Ini bukan gerakan protes di kalangan liberal, tapi di kalangan masyarakat penguasa selalu mempertimbangkan basis sosialnya: masyarakat yang berpola pikir paternalistik. Mereka adalah orang-orang yang memilih Partai Komunis pada pemilihan parlemen tahun 2021, karena tidak adanya instrumen hukum lain untuk mengungkapkan ketidaksenangan mereka. Meski begitu, pihak berwenang tidak akan tinggal diam dan membiarkan demonstrasi massal anti-perang: setiap gerakan protes akan segera dicap sebagai “ekstremis” atau “teroris”.
Ditambah dengan dampak pandemi yang terus berlanjut, tampak jelas bahwa perang apa pun akan menghancurkan model negara Putin yang masih relevan dan sukses. Alih-alih menggalang opini masyarakat jelang Pilpres 2024, justru berdampak sebaliknya. Dan sangat kecil kemungkinannya bahwa “konsensus NATO” akan menggantikan “konsensus Krimea” tahun 2014, yang membuat peringkat persetujuan terhadap Putin melonjak.
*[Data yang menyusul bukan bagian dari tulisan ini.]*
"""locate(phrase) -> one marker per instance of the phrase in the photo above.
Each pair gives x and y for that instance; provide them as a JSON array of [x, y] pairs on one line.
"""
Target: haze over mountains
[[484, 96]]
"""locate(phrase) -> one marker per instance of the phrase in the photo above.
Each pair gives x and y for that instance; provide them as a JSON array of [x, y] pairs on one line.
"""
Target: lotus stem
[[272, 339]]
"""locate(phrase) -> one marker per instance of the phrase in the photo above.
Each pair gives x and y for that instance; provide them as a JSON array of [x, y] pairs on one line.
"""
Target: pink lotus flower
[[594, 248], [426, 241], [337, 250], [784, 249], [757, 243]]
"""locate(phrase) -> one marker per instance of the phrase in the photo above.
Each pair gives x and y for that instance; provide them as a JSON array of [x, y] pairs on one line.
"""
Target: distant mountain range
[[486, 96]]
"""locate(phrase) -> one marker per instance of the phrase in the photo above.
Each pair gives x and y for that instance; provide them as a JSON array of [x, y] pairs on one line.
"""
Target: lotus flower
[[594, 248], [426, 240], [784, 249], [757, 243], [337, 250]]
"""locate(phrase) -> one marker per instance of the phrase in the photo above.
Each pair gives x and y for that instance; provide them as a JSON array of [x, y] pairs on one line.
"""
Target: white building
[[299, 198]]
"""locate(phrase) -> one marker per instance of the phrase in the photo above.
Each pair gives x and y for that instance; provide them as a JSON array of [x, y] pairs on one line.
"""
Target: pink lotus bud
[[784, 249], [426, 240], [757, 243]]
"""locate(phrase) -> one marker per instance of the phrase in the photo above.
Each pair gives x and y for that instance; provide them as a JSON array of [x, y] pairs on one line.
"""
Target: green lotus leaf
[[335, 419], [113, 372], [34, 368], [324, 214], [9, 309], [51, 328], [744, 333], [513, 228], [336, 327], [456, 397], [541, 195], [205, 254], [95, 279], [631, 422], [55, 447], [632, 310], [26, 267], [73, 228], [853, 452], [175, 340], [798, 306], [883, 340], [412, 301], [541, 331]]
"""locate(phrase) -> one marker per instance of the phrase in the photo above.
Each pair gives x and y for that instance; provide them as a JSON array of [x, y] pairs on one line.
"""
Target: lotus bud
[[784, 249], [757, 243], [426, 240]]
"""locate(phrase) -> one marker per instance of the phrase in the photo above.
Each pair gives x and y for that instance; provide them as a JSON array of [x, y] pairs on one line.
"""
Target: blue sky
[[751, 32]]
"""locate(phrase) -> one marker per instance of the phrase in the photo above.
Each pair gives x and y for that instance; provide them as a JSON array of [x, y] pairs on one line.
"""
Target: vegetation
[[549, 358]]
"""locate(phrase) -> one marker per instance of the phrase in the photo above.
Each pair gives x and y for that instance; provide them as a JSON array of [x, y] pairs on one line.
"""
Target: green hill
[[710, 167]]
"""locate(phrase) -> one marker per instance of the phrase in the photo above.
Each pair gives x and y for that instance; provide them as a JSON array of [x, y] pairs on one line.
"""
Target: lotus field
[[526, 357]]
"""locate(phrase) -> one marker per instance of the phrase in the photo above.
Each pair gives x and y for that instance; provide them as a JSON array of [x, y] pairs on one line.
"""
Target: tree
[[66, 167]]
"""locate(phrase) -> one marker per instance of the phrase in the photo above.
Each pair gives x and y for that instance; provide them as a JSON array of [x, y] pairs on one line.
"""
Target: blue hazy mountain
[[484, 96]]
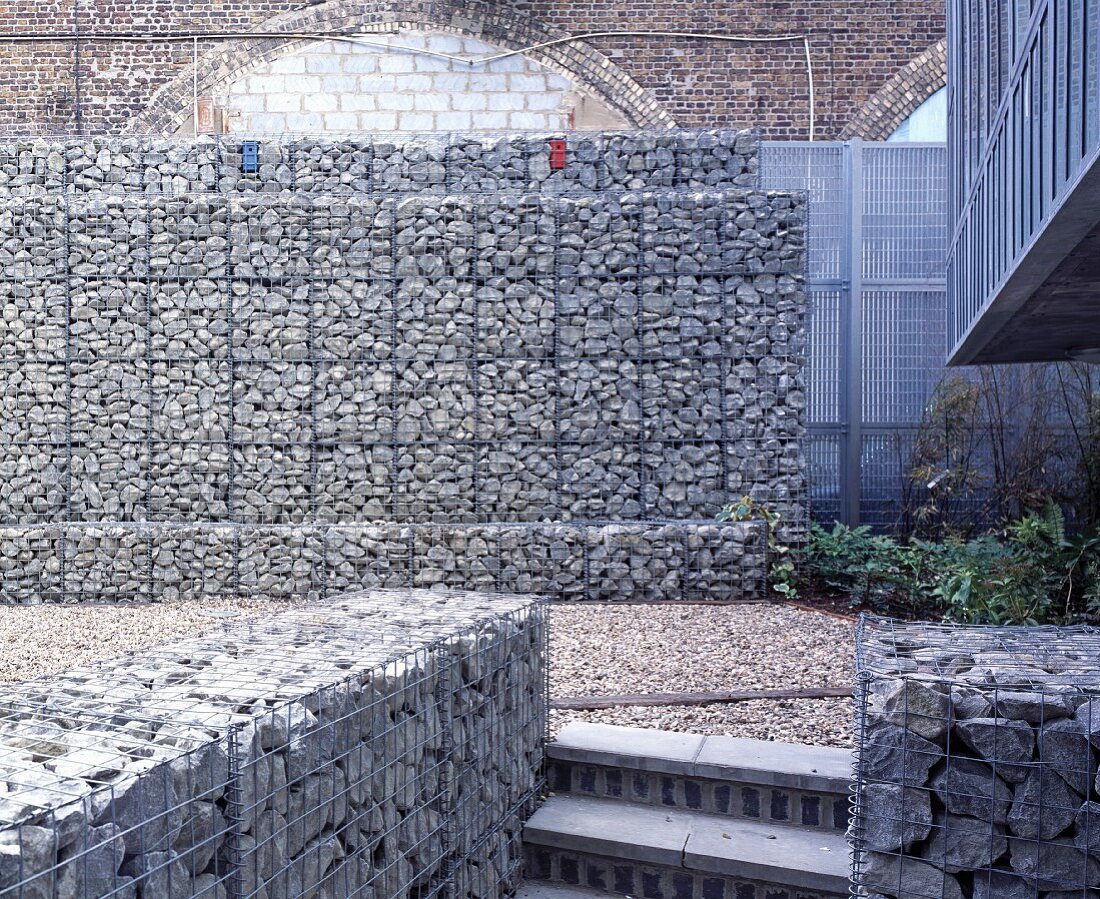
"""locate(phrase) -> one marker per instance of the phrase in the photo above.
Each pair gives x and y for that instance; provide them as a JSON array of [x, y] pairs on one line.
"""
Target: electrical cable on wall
[[364, 40]]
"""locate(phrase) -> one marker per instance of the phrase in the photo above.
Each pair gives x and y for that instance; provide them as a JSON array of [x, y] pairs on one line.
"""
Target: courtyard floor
[[594, 650], [616, 649]]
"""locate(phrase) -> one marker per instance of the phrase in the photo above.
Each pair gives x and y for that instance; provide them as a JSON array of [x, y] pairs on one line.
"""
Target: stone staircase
[[652, 814]]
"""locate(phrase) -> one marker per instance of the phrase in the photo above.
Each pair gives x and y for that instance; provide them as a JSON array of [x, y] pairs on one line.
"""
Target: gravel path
[[41, 639], [595, 649], [598, 649]]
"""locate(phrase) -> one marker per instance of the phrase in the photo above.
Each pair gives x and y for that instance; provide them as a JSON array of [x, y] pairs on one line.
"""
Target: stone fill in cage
[[977, 770], [265, 368], [381, 164], [382, 744]]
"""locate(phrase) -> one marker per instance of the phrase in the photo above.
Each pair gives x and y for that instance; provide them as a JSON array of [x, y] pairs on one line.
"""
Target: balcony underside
[[1049, 306]]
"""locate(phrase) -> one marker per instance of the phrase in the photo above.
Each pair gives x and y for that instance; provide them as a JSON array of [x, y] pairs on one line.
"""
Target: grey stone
[[970, 703], [1043, 806], [1064, 746], [1008, 745], [28, 854], [1088, 826], [1056, 865], [1001, 885], [894, 818], [1033, 706], [894, 755], [920, 706], [970, 788], [91, 866], [908, 878], [960, 844]]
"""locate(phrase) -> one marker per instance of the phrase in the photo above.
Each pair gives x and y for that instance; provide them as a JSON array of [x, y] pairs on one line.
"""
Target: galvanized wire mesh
[[260, 362], [977, 760], [380, 164], [380, 744]]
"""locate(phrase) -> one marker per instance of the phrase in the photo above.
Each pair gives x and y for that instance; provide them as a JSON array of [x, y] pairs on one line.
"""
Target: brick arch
[[881, 114], [172, 105]]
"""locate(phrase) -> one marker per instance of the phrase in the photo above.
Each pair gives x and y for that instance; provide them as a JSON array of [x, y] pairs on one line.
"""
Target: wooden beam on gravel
[[587, 703]]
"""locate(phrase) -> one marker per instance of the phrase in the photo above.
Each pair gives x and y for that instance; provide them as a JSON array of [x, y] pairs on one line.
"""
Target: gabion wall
[[383, 164], [695, 561], [977, 773], [282, 363], [381, 744]]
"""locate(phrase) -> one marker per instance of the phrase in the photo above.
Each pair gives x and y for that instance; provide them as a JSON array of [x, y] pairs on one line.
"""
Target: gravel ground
[[598, 649], [595, 649], [40, 639]]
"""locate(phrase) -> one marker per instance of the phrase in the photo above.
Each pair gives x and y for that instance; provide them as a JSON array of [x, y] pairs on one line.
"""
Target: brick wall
[[339, 86], [857, 47]]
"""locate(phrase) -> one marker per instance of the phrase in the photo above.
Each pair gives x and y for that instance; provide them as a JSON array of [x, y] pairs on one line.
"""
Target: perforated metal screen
[[877, 241]]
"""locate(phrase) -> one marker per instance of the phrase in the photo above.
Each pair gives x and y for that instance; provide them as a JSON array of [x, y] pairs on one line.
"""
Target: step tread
[[794, 766], [542, 889], [705, 843]]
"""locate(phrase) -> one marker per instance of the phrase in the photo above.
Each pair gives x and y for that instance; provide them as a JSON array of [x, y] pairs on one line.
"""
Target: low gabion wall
[[977, 769], [696, 561], [381, 744], [381, 164], [389, 337]]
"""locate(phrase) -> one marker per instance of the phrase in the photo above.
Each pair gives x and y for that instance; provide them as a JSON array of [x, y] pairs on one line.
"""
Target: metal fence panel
[[877, 326]]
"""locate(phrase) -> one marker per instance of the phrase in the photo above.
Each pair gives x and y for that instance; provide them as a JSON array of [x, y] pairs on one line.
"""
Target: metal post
[[853, 338]]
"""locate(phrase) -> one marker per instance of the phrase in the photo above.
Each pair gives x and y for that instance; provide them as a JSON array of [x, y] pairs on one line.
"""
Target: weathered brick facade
[[857, 47]]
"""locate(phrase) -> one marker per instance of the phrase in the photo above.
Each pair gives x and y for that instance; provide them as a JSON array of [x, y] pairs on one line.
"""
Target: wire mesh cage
[[977, 768], [271, 362], [384, 744]]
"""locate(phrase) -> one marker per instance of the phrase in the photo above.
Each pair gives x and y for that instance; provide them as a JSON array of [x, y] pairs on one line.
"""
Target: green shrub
[[1031, 572]]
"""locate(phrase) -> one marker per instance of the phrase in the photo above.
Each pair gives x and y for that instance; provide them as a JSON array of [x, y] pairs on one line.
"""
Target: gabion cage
[[384, 744], [977, 771]]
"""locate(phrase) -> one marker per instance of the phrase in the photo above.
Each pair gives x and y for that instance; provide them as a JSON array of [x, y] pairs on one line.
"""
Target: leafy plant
[[782, 573], [1033, 570]]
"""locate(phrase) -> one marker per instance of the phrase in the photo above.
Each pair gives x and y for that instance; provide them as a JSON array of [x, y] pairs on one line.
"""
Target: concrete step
[[774, 782], [640, 851], [543, 889]]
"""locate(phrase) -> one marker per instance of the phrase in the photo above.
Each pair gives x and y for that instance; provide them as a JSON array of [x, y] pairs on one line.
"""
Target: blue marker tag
[[250, 156]]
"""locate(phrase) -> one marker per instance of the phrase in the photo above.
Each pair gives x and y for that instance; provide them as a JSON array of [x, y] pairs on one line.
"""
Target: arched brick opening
[[173, 105], [881, 114]]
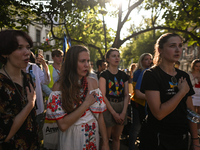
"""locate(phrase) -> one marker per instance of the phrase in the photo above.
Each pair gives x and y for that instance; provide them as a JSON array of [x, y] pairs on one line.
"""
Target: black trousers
[[151, 140]]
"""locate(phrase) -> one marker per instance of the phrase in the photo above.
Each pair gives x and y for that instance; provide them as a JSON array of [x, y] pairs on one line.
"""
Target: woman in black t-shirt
[[114, 86], [168, 92], [18, 127]]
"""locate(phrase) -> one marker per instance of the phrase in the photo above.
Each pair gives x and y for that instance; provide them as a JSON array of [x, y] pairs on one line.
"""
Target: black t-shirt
[[176, 122], [114, 83]]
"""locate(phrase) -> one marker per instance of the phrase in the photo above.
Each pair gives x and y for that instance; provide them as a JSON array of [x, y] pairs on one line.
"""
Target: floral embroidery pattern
[[54, 103], [90, 130]]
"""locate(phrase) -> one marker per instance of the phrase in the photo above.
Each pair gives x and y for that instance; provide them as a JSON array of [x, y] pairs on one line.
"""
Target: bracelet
[[194, 138], [196, 145]]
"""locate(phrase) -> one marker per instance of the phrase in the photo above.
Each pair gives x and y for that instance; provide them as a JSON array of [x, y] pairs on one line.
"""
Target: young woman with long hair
[[18, 127], [168, 93], [77, 104], [195, 79], [114, 86], [138, 101]]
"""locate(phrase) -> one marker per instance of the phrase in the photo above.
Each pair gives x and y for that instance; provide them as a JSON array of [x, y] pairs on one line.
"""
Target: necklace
[[22, 95]]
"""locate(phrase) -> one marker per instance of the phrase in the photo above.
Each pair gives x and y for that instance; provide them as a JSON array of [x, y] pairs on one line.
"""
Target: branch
[[160, 27], [121, 23], [89, 45]]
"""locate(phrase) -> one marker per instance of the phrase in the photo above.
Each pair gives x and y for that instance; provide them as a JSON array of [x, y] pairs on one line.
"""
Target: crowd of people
[[83, 109]]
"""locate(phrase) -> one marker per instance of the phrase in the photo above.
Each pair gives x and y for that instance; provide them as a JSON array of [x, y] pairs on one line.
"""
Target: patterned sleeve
[[54, 107], [99, 106]]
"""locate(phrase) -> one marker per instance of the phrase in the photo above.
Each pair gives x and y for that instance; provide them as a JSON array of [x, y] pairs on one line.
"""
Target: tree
[[18, 13], [144, 43], [79, 19]]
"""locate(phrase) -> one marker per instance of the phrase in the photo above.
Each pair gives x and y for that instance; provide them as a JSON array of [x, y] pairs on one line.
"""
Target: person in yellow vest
[[138, 99], [54, 69]]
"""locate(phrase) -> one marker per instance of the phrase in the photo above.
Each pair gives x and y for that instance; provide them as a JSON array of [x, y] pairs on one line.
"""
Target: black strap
[[30, 68]]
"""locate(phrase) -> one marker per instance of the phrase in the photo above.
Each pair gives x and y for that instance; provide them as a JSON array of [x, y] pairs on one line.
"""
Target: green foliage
[[144, 43]]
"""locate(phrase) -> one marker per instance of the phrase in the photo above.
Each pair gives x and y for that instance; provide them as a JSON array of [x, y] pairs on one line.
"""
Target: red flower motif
[[93, 126], [90, 133]]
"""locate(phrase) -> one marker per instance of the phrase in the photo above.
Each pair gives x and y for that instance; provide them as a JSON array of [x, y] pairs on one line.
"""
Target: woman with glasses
[[168, 93]]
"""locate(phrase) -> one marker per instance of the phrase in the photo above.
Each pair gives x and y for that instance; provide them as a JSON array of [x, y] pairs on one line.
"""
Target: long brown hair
[[69, 85]]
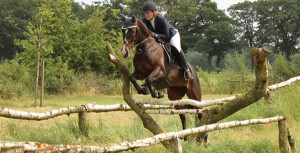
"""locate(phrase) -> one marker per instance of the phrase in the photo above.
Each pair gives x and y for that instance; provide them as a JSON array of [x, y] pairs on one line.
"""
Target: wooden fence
[[156, 107], [286, 142]]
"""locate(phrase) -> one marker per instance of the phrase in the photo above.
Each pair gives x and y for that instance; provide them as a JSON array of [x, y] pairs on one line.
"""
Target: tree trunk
[[209, 59], [42, 83], [258, 91], [39, 44]]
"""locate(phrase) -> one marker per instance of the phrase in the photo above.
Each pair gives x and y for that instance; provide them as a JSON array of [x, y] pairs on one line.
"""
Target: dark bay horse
[[152, 64]]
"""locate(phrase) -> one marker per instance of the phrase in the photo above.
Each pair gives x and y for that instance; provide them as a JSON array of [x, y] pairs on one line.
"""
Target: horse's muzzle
[[124, 52]]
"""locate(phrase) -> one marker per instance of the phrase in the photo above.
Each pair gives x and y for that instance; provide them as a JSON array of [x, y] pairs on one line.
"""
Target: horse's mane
[[143, 28]]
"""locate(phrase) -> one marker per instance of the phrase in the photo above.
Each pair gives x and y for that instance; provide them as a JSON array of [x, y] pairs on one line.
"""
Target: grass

Terlepas dari bagaimana perasaan rata-rata orang Rusia mengenai kemungkinan perang dengan Ukraina, jika perang seperti itu benar-benar terjadi, akan sulit meyakinkan Barat untuk tidak menyamakan rezim politik di Rusia dengan rakyat Rusia pada umumnya. Dan ini akan menjadi konsekuensi terburuk dari arah politik yang diikuti negara Rusia dalam dua dekade terakhir.
Artikel ini adalah yang pertama diterbitkan oleh Carnegie Moscow Center.
Pendapat yang diungkapkan dalam opini tidak mencerminkan posisi The Moscow Times.